Весь день они провели за всякими развлечениями, к вечеру к ним присоединилась Анна, пообещавшая попросить прощения у Степы и тот на удивление быстро ее простил.

Ну как простил...

Вначале Тихомирова случайно села на Степкину поделку, которая вся была вымазана клеем. Улыбаясь, Аня пыталась отодрать от платья кусок картона, но отодрала само платье. Суперклей он такой, хороший клей.

Лев ругать Степу не стал, потому что тот и без этого так расстроился от поломанной поделки, что чуть не плакал.

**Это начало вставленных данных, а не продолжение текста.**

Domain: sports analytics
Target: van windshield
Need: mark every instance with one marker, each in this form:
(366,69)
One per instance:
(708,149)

Просто достал из шкафа свою рубашку и протянул Анне.

Когда пришло время ужина, в тарелке Тихомировой в рисе вдруг откуда ни возьмись обнаружились замечательные белые червяки, и парочку она даже успела заморить, поэтому вскоре после трапезы она спешно ретировалась в ватерклозет.

Обошлось конечно без промывания желудка, но настроение явно ухудшилось.

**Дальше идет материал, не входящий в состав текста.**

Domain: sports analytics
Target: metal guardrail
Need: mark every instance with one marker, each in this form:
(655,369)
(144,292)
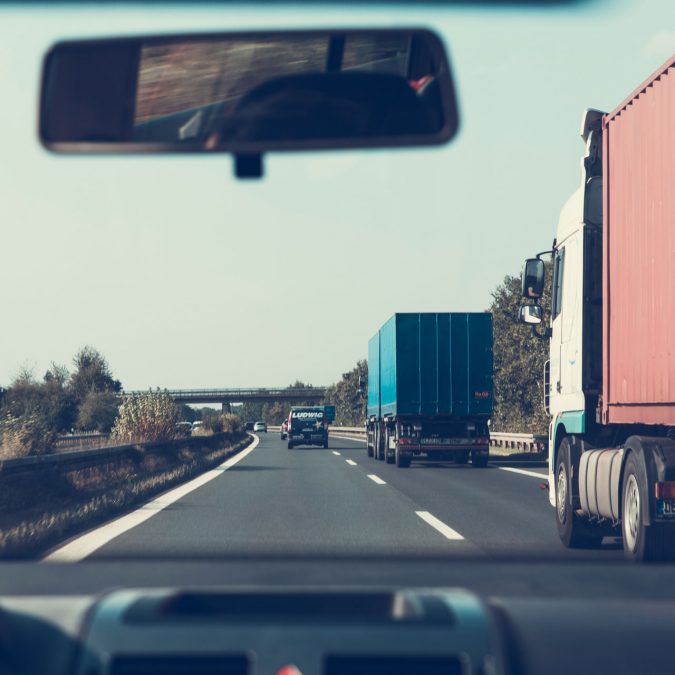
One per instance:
(92,457)
(71,440)
(525,442)
(528,442)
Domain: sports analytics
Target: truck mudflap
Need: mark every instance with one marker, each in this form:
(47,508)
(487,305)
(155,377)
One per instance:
(601,475)
(658,479)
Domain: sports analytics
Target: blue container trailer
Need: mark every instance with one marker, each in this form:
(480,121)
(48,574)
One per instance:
(430,389)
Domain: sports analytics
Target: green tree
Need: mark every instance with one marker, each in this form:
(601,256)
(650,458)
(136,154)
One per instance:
(98,411)
(349,396)
(92,373)
(519,359)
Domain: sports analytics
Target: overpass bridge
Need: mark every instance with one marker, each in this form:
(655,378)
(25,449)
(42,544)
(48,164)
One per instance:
(227,396)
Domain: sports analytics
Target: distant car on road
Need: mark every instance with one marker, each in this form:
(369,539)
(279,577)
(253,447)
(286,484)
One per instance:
(184,428)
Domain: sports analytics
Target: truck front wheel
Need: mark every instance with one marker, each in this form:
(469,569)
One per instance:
(573,532)
(641,542)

«Вот странно, - думал Стёпка, - Червяки только у злыдни были, а грустно почему-то всем» …

— Ты уверен, что это не твои червяки?! — Лев строго нависал над Степой и тот, заливаясь слезами, сквозь всхлипы убеждал, что нет, не его это. Впервые видит.

После ужина (нормального, надо заметить, ужина, без всяких там живых существ) все немного успокоились и собрались в гостиной, чтобы посмотреть какой-нибудь семейный фильм. Шла тридцать шестая минута «Бетховена», когда раздался оглушительный женский крик, от которого в доме зазвенели стекла, а Лев схватился за сердце.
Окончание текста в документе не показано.